PROFILE: JONATHAN WACKS
BROOKLYN COLLEGE’S BARRY R. FEIRSTEIN GRADUATE SCHOOL OF CINEMA
JONATHAN WACKS, founding professor of Brooklyn College’s Barry R. Feirstein Graduate School of Cinema, discusses what unique qualities the new film school — scheduled to open in the fall of 2016 on a working production lot — will bring to both students and the industry.
What is the vision for the program?
That is being formulated every day and it runs from the design of the building to that of the curriculum. There is a public context as well. The school intends to reach out to find those voices that are not being heard a lot. In New York City we are in an environment which is blessed by a wonderful diversity of people. That will be the essence of this film school.
How will you address changes in the cinema business itself?
I feel very fortunate to have the opportunity to develop a set of curricular ideas that are responsive to the changes going on in the business. There are technological changes but also changes in the means of production, distribution, exhibition and the financial structures.
Today, a screen can be in a movie theater, at home or on a mobile phone. The distinction between television and cinema is rapidly blurring. We are going to address all those issues at Feirstein, including writing for television, writing for mobile, writing for YouTube etc. At the end of the day, it is all about storytelling and filmmaking, whether you are using a 35 mm camera or an iPhone. The question is: What do you want to say?
What role did the faculty in the undergraduate film department play in this?
A significant role. They developed the initial curriculum; it’s a working document. And some of them will be teaching in the graduate program. But there will be new professors hired, as well.

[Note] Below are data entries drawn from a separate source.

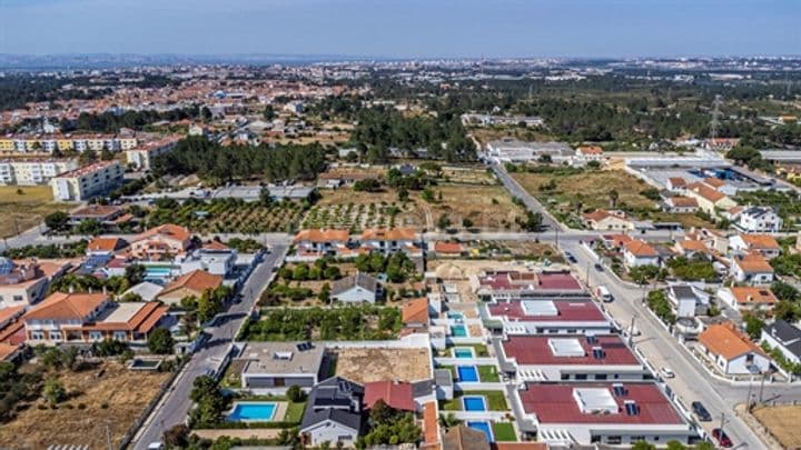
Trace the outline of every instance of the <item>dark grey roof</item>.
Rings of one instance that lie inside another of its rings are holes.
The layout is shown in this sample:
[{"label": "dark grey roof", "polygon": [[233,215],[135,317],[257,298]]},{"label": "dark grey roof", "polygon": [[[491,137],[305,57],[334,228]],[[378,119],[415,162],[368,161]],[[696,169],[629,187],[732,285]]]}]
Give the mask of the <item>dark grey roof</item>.
[{"label": "dark grey roof", "polygon": [[332,294],[343,293],[350,288],[359,286],[362,289],[375,292],[378,288],[378,281],[367,273],[357,272],[355,276],[345,277],[342,280],[334,281],[332,286]]},{"label": "dark grey roof", "polygon": [[692,287],[686,284],[673,284],[671,286],[671,291],[673,292],[673,297],[676,299],[694,299],[695,292],[693,292]]},{"label": "dark grey roof", "polygon": [[801,330],[783,320],[765,327],[765,332],[797,357],[801,357]]},{"label": "dark grey roof", "polygon": [[300,429],[330,420],[356,431],[362,429],[364,387],[340,377],[317,383],[309,392]]}]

Why has there never been a film school on a working lot before?
Film schools didn’t exist till the ’60s and the people who worked in the industry came up through the ranks. The idea that you could actually learn how to make a movie at a university was in some ways antithetical to the way studios worked or the way universities worked.
And today? Or better said, tomorrow, at the Feirstein School?
What I like about our school is that it will give students a chance to be very focused. It will address the fact that there is an industry out there and students are going to leave this school prepared. Everybody may want to direct. But not everyone will be able to get a job directing. I do think it is important, though, that someone who wants to be a cinematographer takes courses in other areas as well. This also speaks to the advantage of being at Steiner Studios in Brooklyn. Students will be on a campus where film professionals are actively engaged in their work. The plan is also to offer internships on these productions so that our students can take advantage of our location.
In regard to the development of our building, itself, one of the wonderful things is that we are not trying to shoehorn a film school into an existing building, which often happens. When you do that it is all aboutcompromise. The big plus for us is that we have an architectural plan for the school– and 69,000 square feet of space to develop it in.
Speaking of jobs, can a student take what he or she uses in film school to work elsewhere?
We will be giving students the tools to think through and create as filmmakers. These are tools that have relevance to many other endeavors they may wish to pursue. We will teach our students how to think critically and to problem solve. And that is relevant to everything you do in life.
Are you still working as a filmmaker?
When I got involved in academia, I had to pretty much put on hold whatever else I was doing except for screenwriting because I can do that and have a day job. I tend to write either dramatic fiction or comedy but the project I am working on right now is neither. It’s actually an adaptation of a police procedural called Coldsleep Lullaby, a book by Andrew Brown. I just wrote a comedy called Stuck which is about some college kids in Santa Fe, N.M., trying to get out of town. They can’t get any traction on their lives. Another project is an immigrant story. It takes place in the early part of the 20th century and it is about a Lithuanian Jewish immigrant who falls in love with an African girl.
I’ll end with a question that I hope does not make you weary. Tell us about “Repo Man.”
Not at all. When I got out of film school at UCLA, I wanted to write and direct and so did two of my pals. We all agreed that whoever got the screenplay written first would direct and the two others would be producers. Three weeks later Alex Cox came back with “Repo Man” and Peter McCarthy and I produced it. The film that I am most proud of is “Powwow Highway,” a feature film, the first feature I directed. It brought together the political and the spiritual through the eyes of two Cheyenne Indians. It was “Repo Man,” though, that got me working on films that were fictional, even if “Repo Man” isn’t really fiction.